Looking at the creativity – theories, philosophies, art and literature – represented in the works as well as in the highly creative ways in which both books are written, The Art of Caring, will consider how Agarwal and Brooker advance new ideas on practises of care and medicine, health and wellbeing. 


Longlisted for the Women’s Prize for Non-Fiction 2024, Marianne Brooker’s Intervals (Fitzcarraldo Editions) beautifully weaves memoir, polemic and feminist philosophy to celebrate and chart the last weeks of her mother’s life. Diagnosed with primary progressive multiple sclerosis in 2009, Brooker’s mother sought to ‘make a workshop of herself’, engaging in activism and harnessing her own unbounded creativity to improve her own life and the lives of those around her.

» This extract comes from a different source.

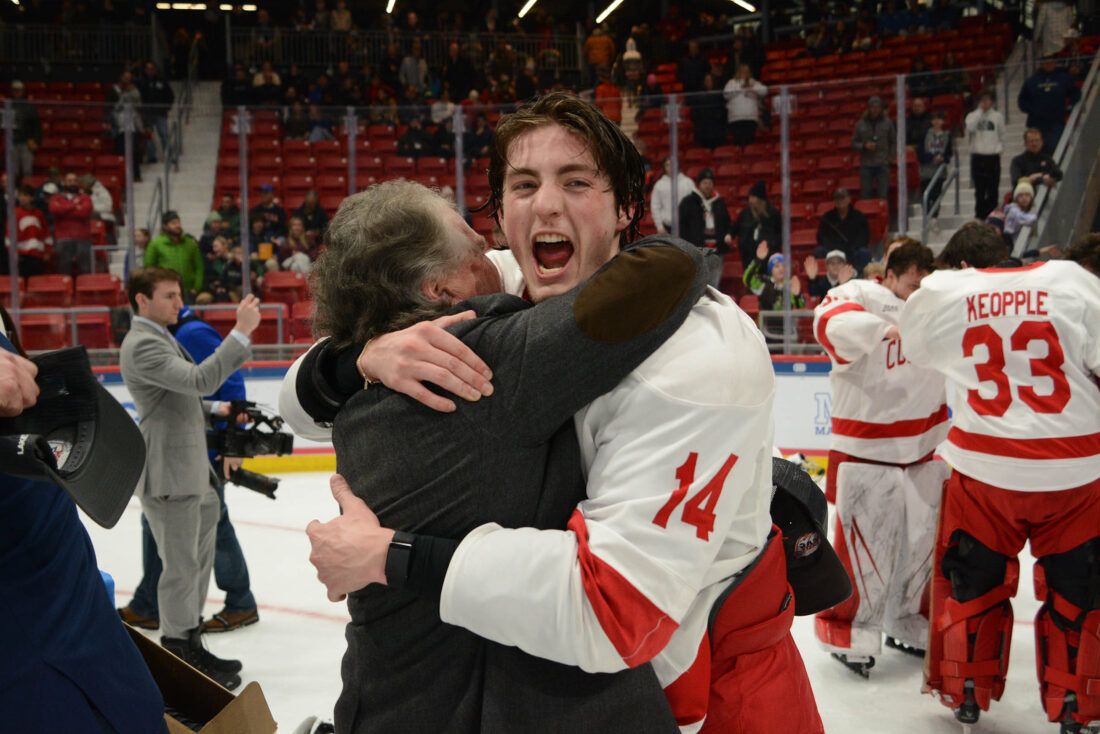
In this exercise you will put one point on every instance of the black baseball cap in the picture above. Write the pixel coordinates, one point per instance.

Selected as a Waterstones Best Book of 2022, a Telegraph Big Ideas Book as well as an iNews Best Non-fiction Book of the same year, Professor Pragya Agarwal’s Hysterical (Canongate) delves into cultural and scientific history in order to confront and challenge widely-held notions about innate differences between male and female experiences of emotion. Building on her ground-breaking and ambitious former work, (M)otherhood (Canongate), Agarwal explores the bodily and socio-political consequences for both men and women when it comes to the gendering of human emotions, and persuasively debunks the myths surrounding them.  


The event will initially be broadcast on 13 October at 6.30pm UK time. It will be available to view up to two weeks after the event has ended and can be accessed Worldwide. If you live in a time zone that does not suit the initial broadcast time you can watch it at any point after the initial showing for two weeks.